The death last week of local corporate titan Naushad Noorali Merali at 70 is a good conjuncture to reflect on the type of business class we are nurturing in our society.
I interviewed the Sameer Group chairman for the very first time way back in October 1986 for an article in Hilary Ng’weno’s Weekly Review. For us young and impressionable business journalists, Mr Naushad was an enigma. We were excited about the rise to the limelight of local business tycoons buying out one multinational after another and pushing their way into large-scale manufacturing.
We were witnessing a momentous transformation not only because mergers and acquisitions were rare but also manufacturing the preserve of large subsidiaries of multinationals. We wondered about the source of the money and suspected that Naushad was a front for corrupt networks of the Moi regime to kick out foreign investors from profitable businesses.

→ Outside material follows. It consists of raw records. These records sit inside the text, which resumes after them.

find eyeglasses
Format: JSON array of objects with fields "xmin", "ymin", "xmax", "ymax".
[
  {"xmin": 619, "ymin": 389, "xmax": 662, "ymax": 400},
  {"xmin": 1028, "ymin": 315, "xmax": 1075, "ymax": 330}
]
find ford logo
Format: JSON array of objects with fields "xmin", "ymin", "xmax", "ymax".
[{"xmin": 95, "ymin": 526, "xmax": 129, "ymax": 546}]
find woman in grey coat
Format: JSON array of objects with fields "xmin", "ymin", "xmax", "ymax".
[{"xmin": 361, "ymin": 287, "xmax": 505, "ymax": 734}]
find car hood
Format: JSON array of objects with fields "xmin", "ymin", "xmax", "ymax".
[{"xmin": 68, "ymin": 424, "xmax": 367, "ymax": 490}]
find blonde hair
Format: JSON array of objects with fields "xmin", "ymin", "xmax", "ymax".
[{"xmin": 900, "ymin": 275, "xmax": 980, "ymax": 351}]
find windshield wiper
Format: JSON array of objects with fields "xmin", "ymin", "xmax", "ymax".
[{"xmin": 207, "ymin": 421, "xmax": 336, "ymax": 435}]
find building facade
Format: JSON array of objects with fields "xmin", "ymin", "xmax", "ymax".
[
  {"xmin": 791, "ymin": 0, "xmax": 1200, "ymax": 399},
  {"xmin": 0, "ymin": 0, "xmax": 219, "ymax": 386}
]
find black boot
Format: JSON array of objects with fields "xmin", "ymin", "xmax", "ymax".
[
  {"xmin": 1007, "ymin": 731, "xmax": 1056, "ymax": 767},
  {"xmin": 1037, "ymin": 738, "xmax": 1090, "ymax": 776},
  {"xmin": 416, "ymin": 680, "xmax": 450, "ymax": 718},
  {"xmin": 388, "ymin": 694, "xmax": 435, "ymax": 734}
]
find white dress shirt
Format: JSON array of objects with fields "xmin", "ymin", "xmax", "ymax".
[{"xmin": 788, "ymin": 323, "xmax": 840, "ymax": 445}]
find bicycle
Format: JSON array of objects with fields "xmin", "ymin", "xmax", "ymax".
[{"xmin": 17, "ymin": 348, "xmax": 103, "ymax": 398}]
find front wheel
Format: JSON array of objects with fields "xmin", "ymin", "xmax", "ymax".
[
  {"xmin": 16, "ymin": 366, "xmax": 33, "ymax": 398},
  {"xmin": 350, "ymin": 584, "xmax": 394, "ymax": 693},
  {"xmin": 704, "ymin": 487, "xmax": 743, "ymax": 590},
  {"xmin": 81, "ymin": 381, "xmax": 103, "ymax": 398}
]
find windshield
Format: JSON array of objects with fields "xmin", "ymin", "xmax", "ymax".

What catapulted Naushad to national prominence was the manner in which he squeezed out America’s Firestone Rubber Company from Firestone East Africa Ltd. It was a big deal at the time; the value of the transaction alone was estimated at Sh300 million at the prevailing prices.
Hardly months before, Naushad had squeezed out yet another multinational, the Bank of America Holding Ltd, when he acquired the majority shareholding of Commercial Bank of Africa Ltd (CBA). He told me in the interview that his total investment in CBA was Sh100 million.
Around that time, he also acquired H. Young and Company, which was one of the best-equipped engineering firms in the country. Established by British nationals in 1951, it was valued at Sh70 million then.
His very first acquisition was Ryce Motors from an ageing Briton, Frank Josef Ryce.
By all accounts, Naushad was a ruthless and manipulative player who had mastered the art of peddling political influence to cut big business deals.
Naushad sold Equatorial Commercial Bank (ECB) — since renamed Spire Bank — for billions of shillings to Mwalimu National Sacco in a blatantly dodgy transaction. That transaction smelt of conflict of interest and a mockery of the arm’s length principle. Or was it just a coincidence that some of the individuals overseeing the transaction on behalf of the teachers were his former employees from ECB?
Must be ‘handcuffed’
The accepted practice in such transactions is that the vendor must be ‘handcuffed’ for a long period and the final consideration paid only after the buyers have taken over and assessed the quality of the loan book.
Naushad duped the teachers into believing that he was selling to them a good asset: He pretended to accept to be handcuffed by retaining a 25 per cent stake and maintaining billions of shillings in deposits in the bank. But shortly after the sale, he not only sold his entire stake but also withdrew the deposits.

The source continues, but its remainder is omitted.